Business is a dynamic entity, especially with the rate of change we are experiencing through technological disruption, economic cycles and governmental action (or inaction). Presuming you have done the important work necessary to move your business forward and you’re finally enjoying the momentum that growth brings with it, you can’t simply set it and forget it. There isn’t an autopilot for business any more than there is one for a sailboat under wind power. Leaders must chart their course, fix their eyes on the horizon and note the compass heading, all while keeping a steady hand on the tiller and adjusting the sheets as needed to compensate for the direction of the wind. It’s interactive and multifaceted. Sailing isn’t a power cruise and neither is leading a business.
For those of us in the green industry, we are closer to living the sailing experience than many other industries. We’ve got all of the variables of any business, plus that wild card called weather. Occasionally, those events are even named such things as Harvey and Irma. When those events blow through, you’ve got to hold tight.
What are three big things a leader can adjust to keep the business on course? I’ll touch on them:
- Strategic direction. There was a time when strategic plans or business plans looked out multiple years and were revisited infrequently (if at all). We don’t live in those times! Today, a strategy document should be living and iterative; it requires a regular review to keep it fresh and relevant. Know your destination and make your plans for getting there; without them, any course will do and you just might run aground.

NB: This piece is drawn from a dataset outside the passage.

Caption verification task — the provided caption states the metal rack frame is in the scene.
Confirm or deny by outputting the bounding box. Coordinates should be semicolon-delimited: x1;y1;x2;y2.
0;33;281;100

- Critical resources. Know the human, material and equipment resources required to execute your plan. Don’t wait until you’re in trouble to adjust those inputs to match the economic conditions you’re facing. Track the people part daily and weekly. It’s your biggest controllable resource.
- Communication. Keep the crew plugged in to the plans and any adjustments that are made to them. Let them know “why” and not just “what,” since they can often see needed changes before the leader does. Many companies worry more about how to protect (or hide) information than how to share it; it’s only when your team knows the plan that they can contribute to improving it.